🤖 AI Summary
This work addresses the unreliability of process reward models (PRMs) in scoring out-of-distribution (OOD) reasoning paths during external search with large language models. To mitigate this issue, the authors propose an uncertainty-aware tree search method that, for the first time, incorporates epistemic uncertainty modeling into reasoning search.
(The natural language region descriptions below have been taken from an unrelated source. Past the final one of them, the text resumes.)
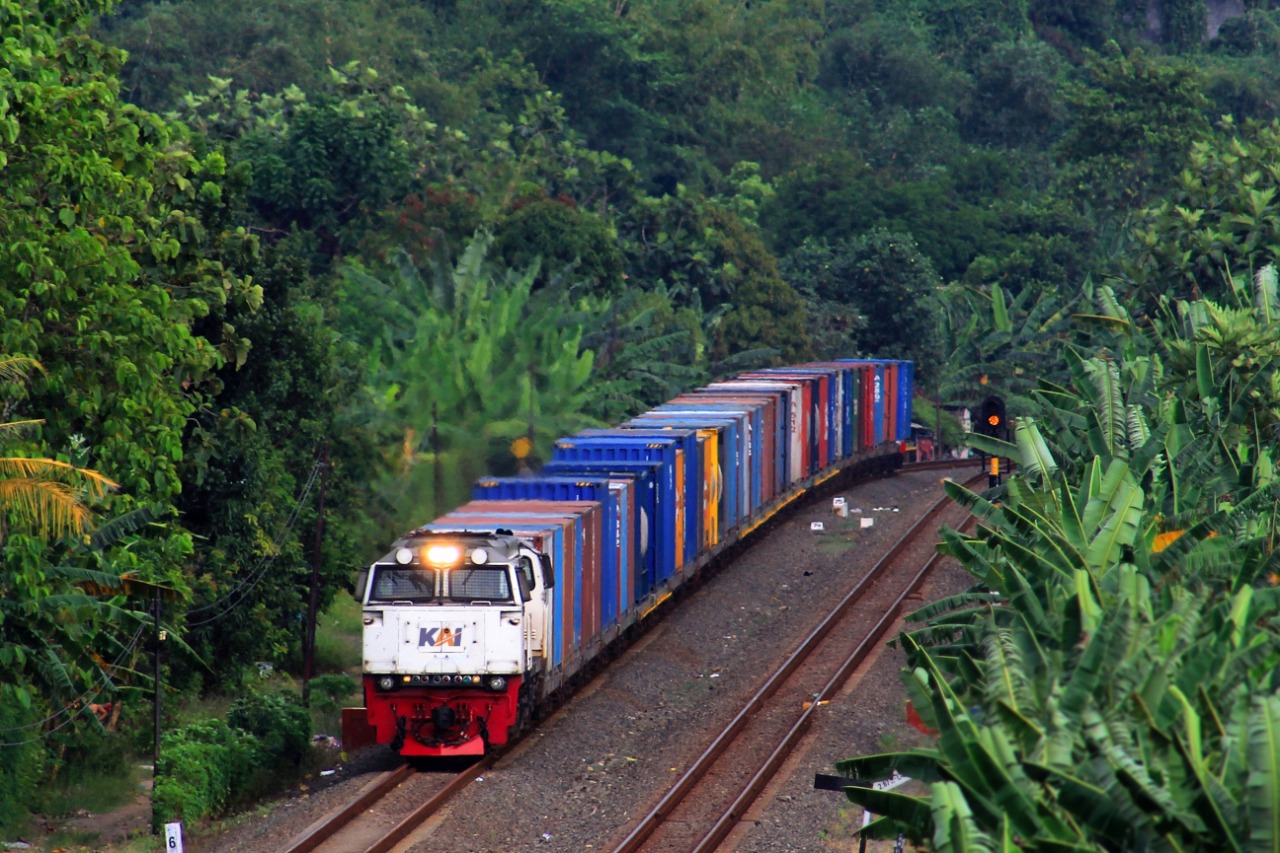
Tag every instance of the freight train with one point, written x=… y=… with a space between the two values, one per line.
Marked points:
x=478 y=619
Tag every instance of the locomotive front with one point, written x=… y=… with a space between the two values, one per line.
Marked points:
x=452 y=641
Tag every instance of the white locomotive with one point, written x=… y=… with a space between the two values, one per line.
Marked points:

Specifically, Monte Carlo Dropout is employed to estimate the uncertainty of PRM predictions on OOD samples, and a reinforcement learning controller dynamically allocates computational resources based on this uncertainty. Theoretical analysis establishes that the proposed strategy achieves a sublinear regret bound, while empirical results demonstrate significant improvements in both accuracy and robustness on complex reasoning tasks.
📝 Abstract
Inference-time reasoning scaling has significantly advanced the capabilities of Large Language Models (LLMs) in complex problem-solving. A prevalent approach involves external search guided by Process Reward Models (PRMs). However, a fundamental limitation of this framework is the epistemic uncertainty of PRMs when evaluating reasoning paths that deviate from their training distribution. In this work, we conduct a systematic analysis of this challenge. We first provide empirical evidence that PRMs exhibit high uncertainty and unreliable scoring on out-of-distribution (OOD) samples. We then establish a theoretical framework proving that while standard search incurs linear regret accumulation, an uncertainty-aware strategy can achieve sublinear regret. Motivated by these findings, we propose Uncertainty-Aware Tree Search (UATS), a unified method that estimates uncertainty via Monte Carlo Dropout and dynamically allocates compute budget using a reinforcement learning-based controller. Extensive experiments demonstrate that our approach effectively mitigates the impact of OOD errors.